The figures are stark; between 1973 and 2020, annual domestic sake sales fell by 75%. Despite this decline, there is one silver lining for Japan’s 1,100+ sake breweries: continuing strong overseas sales. The Japan Sake and Shochu Makers Association reported that exports of sake in 2021 totaled 40.2 billion yen ($294 million; £243 million), a record high for the 12th year in a row.
Despite declining domestic sales in Japan, sake continues to gain new fans around the world, driven by a growing demand for new exciting Sakes such as those exported by the Japanese distributor Sakeportal who target smaller Artisan breweries that stand by traditional brewing methods to produce exquisite sake.
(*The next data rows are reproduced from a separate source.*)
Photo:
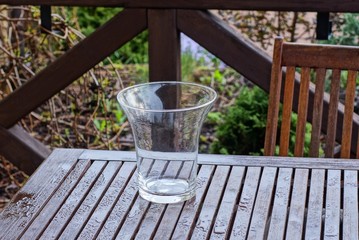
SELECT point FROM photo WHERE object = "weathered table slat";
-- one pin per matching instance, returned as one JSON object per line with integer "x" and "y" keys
{"x": 233, "y": 160}
{"x": 79, "y": 219}
{"x": 56, "y": 201}
{"x": 228, "y": 204}
{"x": 154, "y": 213}
{"x": 211, "y": 203}
{"x": 246, "y": 202}
{"x": 87, "y": 194}
{"x": 103, "y": 209}
{"x": 138, "y": 211}
{"x": 63, "y": 216}
{"x": 280, "y": 205}
{"x": 168, "y": 228}
{"x": 261, "y": 209}
{"x": 119, "y": 211}
{"x": 296, "y": 213}
{"x": 315, "y": 205}
{"x": 28, "y": 201}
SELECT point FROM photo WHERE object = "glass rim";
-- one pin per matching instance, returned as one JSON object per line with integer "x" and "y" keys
{"x": 120, "y": 100}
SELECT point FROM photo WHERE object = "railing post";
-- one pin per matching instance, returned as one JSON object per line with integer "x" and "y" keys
{"x": 164, "y": 46}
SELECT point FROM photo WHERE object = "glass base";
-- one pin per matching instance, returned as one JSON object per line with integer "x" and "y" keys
{"x": 166, "y": 190}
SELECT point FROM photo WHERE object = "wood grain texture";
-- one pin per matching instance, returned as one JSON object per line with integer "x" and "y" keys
{"x": 320, "y": 56}
{"x": 332, "y": 205}
{"x": 53, "y": 205}
{"x": 95, "y": 199}
{"x": 286, "y": 112}
{"x": 72, "y": 65}
{"x": 241, "y": 160}
{"x": 224, "y": 218}
{"x": 73, "y": 202}
{"x": 280, "y": 206}
{"x": 172, "y": 227}
{"x": 295, "y": 223}
{"x": 314, "y": 226}
{"x": 108, "y": 201}
{"x": 246, "y": 204}
{"x": 120, "y": 210}
{"x": 280, "y": 5}
{"x": 164, "y": 46}
{"x": 332, "y": 115}
{"x": 260, "y": 217}
{"x": 273, "y": 101}
{"x": 302, "y": 112}
{"x": 225, "y": 42}
{"x": 348, "y": 114}
{"x": 149, "y": 224}
{"x": 311, "y": 106}
{"x": 350, "y": 206}
{"x": 39, "y": 188}
{"x": 20, "y": 148}
{"x": 88, "y": 205}
{"x": 211, "y": 203}
{"x": 317, "y": 113}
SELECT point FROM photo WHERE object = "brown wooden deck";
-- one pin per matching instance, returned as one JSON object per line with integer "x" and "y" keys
{"x": 89, "y": 194}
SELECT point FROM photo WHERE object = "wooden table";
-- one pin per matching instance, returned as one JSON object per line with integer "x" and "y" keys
{"x": 88, "y": 194}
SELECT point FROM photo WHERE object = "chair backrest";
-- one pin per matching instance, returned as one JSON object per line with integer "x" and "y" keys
{"x": 312, "y": 60}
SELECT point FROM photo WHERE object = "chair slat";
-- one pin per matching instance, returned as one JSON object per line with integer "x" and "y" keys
{"x": 348, "y": 114}
{"x": 332, "y": 116}
{"x": 350, "y": 208}
{"x": 302, "y": 112}
{"x": 274, "y": 97}
{"x": 287, "y": 111}
{"x": 317, "y": 113}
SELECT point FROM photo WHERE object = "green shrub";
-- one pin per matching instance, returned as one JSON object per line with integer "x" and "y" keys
{"x": 242, "y": 127}
{"x": 90, "y": 18}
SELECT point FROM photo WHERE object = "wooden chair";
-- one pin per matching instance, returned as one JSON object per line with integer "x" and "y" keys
{"x": 311, "y": 59}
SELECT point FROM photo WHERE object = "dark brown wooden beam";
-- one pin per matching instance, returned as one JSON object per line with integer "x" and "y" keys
{"x": 227, "y": 44}
{"x": 164, "y": 46}
{"x": 253, "y": 63}
{"x": 20, "y": 148}
{"x": 72, "y": 65}
{"x": 278, "y": 5}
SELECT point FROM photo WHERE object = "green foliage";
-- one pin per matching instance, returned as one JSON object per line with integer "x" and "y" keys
{"x": 90, "y": 18}
{"x": 243, "y": 126}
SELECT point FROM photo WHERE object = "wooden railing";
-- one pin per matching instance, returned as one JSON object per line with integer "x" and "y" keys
{"x": 164, "y": 20}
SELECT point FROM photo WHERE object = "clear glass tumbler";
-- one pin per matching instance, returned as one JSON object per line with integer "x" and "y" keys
{"x": 166, "y": 119}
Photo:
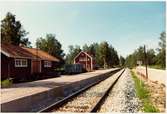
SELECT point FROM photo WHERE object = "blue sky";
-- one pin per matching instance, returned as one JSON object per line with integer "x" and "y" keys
{"x": 125, "y": 25}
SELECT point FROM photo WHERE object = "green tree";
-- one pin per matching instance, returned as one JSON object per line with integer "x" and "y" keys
{"x": 73, "y": 51}
{"x": 121, "y": 61}
{"x": 51, "y": 45}
{"x": 12, "y": 31}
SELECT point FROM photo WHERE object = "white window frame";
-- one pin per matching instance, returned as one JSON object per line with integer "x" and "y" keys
{"x": 47, "y": 64}
{"x": 21, "y": 63}
{"x": 82, "y": 59}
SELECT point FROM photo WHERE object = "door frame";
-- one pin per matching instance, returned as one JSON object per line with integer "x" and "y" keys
{"x": 32, "y": 67}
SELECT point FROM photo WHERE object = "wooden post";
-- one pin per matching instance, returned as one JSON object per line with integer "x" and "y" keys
{"x": 145, "y": 59}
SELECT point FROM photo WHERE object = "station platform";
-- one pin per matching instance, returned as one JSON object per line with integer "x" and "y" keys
{"x": 32, "y": 96}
These “true taste” sakes are supported by demand as Jumpei Sato, CEO of Tatenokawa, a sake brewer, says that the growing appreciation of Japanese food and culture around the world is certainly helping to drive this international growth. Sake producers are focusing on exporting their best bottles and continuing with a successful policy. Mr. Sato explains that “Overseas export and high-end sake are key elements for our future management. Of course, the domestic sector is also important, but it is equally vital to be recognized in the new global market. I think it will give a bright future for Japanese sake.”
Furthermore, producers are adjusting their recipes to increase the level of natural acid in the sake and slightly reduce the alcohol content, making it taste more like wine. By doing so, sake can better pair with richer, fattier, and often dairy-based Western food, appealing more to wine enthusiasts.
The idea is to design the taste of sake to cater to consumers outside of Japan. This targeting of the wine enthusiast community appears to be successful, as prestigious wine-tasting competitions around the world now have sake categories, running alongside best US chardonnay or pinot noir.
Many sake-makers are also explicitly mentioning wine in their English language literature, suggesting that consumers enjoy sake from stemware (wine glasses) rather than worrying about procuring traditional vessels like ochoko and guinomi (sake cups). Sake producers are even bringing on board former winemakers to help make their sakes more wine-like.
According to UK wine writer Jamie Goode, lighter, fruitier sakes are the ones that are really flying on the international market, and they are more accessible for people used to wine, who can appreciate them more easily than some of the more traditional sakes. A good example is Kikkawa brewery’s Afuri Passage which fuses sake and wine yeast to create a new type of sake.
Moreover, sake has been found to be an excellent pairing with non-Japanese foods, as Courtney Kaplan, the co-owner of Los Angeles sake bar and restaurant Ototo, reports. Sake has high levels of the amino acid glutamate, which it shares with tomatoes and Parmesan cheese, making it a natural fit for pizza. Kaplan notes that some sake producers even talk about pairing sake with non-Japanese foods like steak or beef, and they have developed specific sakes for this purpose, like “Cowboy” sake.